Second, we have developed a typology of HR functional roles—transactional administration, service delivery and employee relations, business partnership and strategic advisory, and centers of excellence—revealing pronounced bifurcation in exposure-capacity profiles. Transactional HR roles exhibit patterns consistent with vulnerable administrative occupations identified by Manning and Aguirre (2026), while strategic HR roles demonstrate patterns consistent with resilient professional occupations. We have addressed role hybridization and boundary conditions, recognizing that organizational size and structure moderate typology applicability. Table 1 provides empirical illustration mapping SOC codes to role clusters with available exposure and capacity indicators.
Third, we have proposed a multi-level adaptive capacity model grounded in strategic HRM theory, integrating individual, occupational, organizational, and institutional factors. Drawing on the resource-based view (Barney, 1991; Wright et al., 2001) and ability-motivation-opportunity framework (Appelbaum et al., 2000; Jiang et al., 2012), we have developed theoretical mechanisms explaining how factors at different levels interact to shape adaptive capacity. The model addresses limitations of occupation-level analysis by recognizing that organizational context and institutional resources substantially influence workforce resilience independent of individual and occupational characteristics.
Fourth, drawing on paradox theory (Smith & Lewis, 2011; Schad et al., 2016), we have developed a theoretically grounded analysis of how HR professionals navigate the tension between facilitating organizational transformation and experiencing their own occupational disruption. We have examined psychological and identity dimensions, behavioral dynamics and potential perverse incentives, and the paradox’s potential advantages when navigated skillfully.
Fifth, we have examined equity and inclusion implications of differential adaptive capacity, considering how AI-driven transformation may interact with existing workforce inequities. Transactional roles facing highest vulnerability may disproportionately employ women, workers without advanced degrees, and workers in lower-resource organizational contexts, potentially exacerbating existing labor market inequalities.
Sixth, we have developed practical implications for HR leaders navigating their own functional transformation, organizational strategists designing AI adoption approaches, and policymakers considering workforce development and social insurance provisions. These implications are grounded in both the theoretical framework and practical organizational realities.

7.2. Limitations

Our analysis has several limitations warranting acknowledgment.
Empirical foundation. The application to HR functional areas relies substantially on qualitative mapping of role characteristics to adaptive capacity components rather than empirical measurement with role-level data. While we have provided empirical illustration using available occupation-level data (Table 1), direct empirical validation with role-level data would strengthen confidence in the differential vulnerability assessments. We have positioned key assessments as theoretical propositions requiring empirical validation rather than established findings.
Model complexity. The multi-level model proposes numerous factors and interactions, but we have provided limited guidance on relative magnitude or empirical operationalization. Future research is needed to estimate which factors are most consequential and under what conditions interactions amplify or attenuate main effects.
Temporal dynamics. While we have acknowledged temporal dynamics and feedback loops conceptually, our analysis does not model how adaptive capacity evolves dynamically over time. AI capabilities, worker investments, organizational practices, and institutional provisions all change over time in ways that complicate static assessment.
National context. Our analysis focuses on the U.S. context, reflecting the data sources underlying the Manning and Aguirre (2026) framework. Institutional factors shaping adaptive capacity—including social insurance provisions, employment protection, and labor market regulation—vary substantially across national contexts. Extension to other national settings would require adaptation to local institutional arrangements.
Typology boundaries. While we have addressed role hybridization and generalist positions, our typology represents analytical ideal types rather than empirical categories. The mapping between typology clusters and actual organizational positions requires contextual translation.

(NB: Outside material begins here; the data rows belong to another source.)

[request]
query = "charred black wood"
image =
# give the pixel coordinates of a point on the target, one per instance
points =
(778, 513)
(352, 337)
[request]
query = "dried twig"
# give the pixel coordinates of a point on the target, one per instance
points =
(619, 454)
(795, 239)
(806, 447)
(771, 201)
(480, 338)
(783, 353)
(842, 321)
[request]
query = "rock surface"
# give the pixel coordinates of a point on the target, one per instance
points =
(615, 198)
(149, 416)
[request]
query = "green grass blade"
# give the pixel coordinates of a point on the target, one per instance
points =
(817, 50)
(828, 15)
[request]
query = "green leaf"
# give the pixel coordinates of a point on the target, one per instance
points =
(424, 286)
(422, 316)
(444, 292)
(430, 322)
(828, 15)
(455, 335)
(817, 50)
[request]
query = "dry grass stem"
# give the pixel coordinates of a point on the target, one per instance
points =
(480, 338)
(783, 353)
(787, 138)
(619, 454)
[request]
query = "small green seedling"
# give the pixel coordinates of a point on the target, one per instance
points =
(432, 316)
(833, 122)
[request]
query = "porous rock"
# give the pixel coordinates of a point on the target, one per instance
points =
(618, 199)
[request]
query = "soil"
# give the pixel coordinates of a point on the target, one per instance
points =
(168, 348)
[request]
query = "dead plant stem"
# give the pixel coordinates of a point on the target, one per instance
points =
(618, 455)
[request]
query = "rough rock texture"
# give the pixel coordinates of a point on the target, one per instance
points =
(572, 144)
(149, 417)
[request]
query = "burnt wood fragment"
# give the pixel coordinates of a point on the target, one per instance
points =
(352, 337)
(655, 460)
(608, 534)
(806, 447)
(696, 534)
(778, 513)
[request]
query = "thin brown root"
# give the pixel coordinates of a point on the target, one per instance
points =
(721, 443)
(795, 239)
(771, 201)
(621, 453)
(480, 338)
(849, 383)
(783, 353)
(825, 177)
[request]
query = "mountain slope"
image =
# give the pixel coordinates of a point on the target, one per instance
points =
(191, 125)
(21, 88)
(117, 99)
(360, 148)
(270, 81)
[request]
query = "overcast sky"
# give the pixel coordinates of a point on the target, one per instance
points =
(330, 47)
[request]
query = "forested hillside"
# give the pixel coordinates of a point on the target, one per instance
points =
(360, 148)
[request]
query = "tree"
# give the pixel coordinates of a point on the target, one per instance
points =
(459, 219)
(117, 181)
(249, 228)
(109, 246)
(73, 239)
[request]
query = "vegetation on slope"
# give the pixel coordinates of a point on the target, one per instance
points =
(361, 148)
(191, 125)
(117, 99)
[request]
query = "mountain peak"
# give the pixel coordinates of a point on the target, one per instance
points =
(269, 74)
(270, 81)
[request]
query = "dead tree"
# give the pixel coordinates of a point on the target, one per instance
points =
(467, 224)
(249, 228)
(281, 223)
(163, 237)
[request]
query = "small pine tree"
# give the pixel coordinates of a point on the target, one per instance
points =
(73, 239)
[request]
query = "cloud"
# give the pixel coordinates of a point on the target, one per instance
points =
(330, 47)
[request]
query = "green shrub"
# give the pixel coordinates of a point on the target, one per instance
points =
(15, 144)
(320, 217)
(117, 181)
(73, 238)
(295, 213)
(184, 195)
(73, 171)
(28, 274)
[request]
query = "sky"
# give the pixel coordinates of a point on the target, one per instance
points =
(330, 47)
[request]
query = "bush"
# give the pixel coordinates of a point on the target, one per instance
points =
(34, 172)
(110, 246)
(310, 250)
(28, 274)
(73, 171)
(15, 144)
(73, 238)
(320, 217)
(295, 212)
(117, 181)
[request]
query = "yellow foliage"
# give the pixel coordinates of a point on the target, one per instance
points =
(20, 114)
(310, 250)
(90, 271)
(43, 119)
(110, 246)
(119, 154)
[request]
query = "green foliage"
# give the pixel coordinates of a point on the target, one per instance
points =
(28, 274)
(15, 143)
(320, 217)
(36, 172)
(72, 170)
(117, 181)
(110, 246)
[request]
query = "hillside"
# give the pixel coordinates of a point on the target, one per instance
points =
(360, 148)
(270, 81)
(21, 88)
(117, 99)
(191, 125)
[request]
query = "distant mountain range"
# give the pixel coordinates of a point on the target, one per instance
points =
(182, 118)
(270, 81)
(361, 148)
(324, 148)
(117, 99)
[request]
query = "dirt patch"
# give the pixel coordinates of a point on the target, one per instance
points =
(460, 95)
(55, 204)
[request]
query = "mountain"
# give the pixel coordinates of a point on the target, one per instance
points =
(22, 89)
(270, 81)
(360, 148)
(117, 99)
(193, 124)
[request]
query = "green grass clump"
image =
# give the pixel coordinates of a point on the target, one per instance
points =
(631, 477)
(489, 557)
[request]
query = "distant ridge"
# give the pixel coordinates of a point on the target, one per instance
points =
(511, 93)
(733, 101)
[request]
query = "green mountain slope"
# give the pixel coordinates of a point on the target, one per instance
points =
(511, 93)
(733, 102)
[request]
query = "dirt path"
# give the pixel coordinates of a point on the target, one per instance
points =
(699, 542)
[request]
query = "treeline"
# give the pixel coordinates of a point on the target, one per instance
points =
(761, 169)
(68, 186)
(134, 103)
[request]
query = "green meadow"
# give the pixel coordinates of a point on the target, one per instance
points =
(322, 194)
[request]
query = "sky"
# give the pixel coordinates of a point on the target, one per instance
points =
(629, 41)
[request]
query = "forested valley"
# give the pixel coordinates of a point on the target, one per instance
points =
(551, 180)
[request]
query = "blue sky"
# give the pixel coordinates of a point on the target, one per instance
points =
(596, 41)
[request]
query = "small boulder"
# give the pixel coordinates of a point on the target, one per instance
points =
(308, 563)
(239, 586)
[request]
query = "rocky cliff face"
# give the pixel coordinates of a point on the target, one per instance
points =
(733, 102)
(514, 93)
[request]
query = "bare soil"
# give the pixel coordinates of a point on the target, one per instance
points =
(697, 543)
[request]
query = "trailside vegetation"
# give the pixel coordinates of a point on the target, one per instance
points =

7.3. Future Research Directions

Several directions for future research emerge from this analysis.
Empirical validation of within-occupation heterogeneity. Research using role-level or task-level data could empirically test whether adaptive capacity varies within occupational categories as our analysis suggests. Surveys combining detailed role descriptions (task inventories, time allocation across activities) with measures of the four adaptive capacity components would enable direct assessment of within-occupation variation. Linked employer-employee data could assess how organizational context moderates occupation-level patterns.
Longitudinal analysis of adaptive capacity dynamics. Research tracking how adaptive capacity evolves over time—through workforce development investments, career progression, organizational changes, and labor market shifts—would address the static measurement limitation. Longitudinal designs could assess whether proactive investments in reskilling translate into enhanced adaptive capacity as theorized, and whether anticipatory adaptation moderates displacement impacts.
Organizational-level moderators. Research examining how organizational characteristics moderate the relationship between occupational exposure and worker outcomes would test the organizational-level factors proposed in our multi-level model. Matched employer-employee data could assess whether strong internal labor markets, L&D investments, and transition support provisions reduce displacement costs as hypothesized. This research could also estimate relative magnitude of different organizational factors.
Cross-national comparative analysis. Research comparing adaptive capacity patterns across countries with different institutional arrangements would illuminate how national-level factors shape workforce resilience. Such research could inform policy design by identifying institutional configurations associated with more favorable adaptation outcomes. Comparison of HR function structures and transformation patterns across national contexts would be particularly valuable.
HR-specific transition outcomes. Research specifically examining career transitions of HR professionals following AI-related role changes would provide direct evidence on the exposure-capacity profiles proposed in our typology. Tracking whether transactional HR workers indeed face greater displacement challenges than strategic HR counterparts, and what factors predict successful transitions, would validate and refine our framework.
Paradox navigation strategies. Research examining how HR functions and professionals navigate the paradox of facilitating and experiencing transformation would inform practical recommendations. Case studies of HR functions that have successfully (or unsuccessfully) managed their own AI-driven transformation could identify effective navigation strategies and common pitfalls.
Equity impacts. Research tracking whether AI-driven displacement disproportionately affects workers from disadvantaged demographic groups within HR and other functions would inform equity-conscious policy and practice. Intersectional analysis examining how gender, race, education, age, and other characteristics interact with role-level vulnerability would be particularly valuable.
Emerging HR role development. Research examining how new HR roles (AI governance, people analytics leadership, employee experience design) emerge and how workers develop the competencies for these roles would inform career development and workforce planning for the HR profession.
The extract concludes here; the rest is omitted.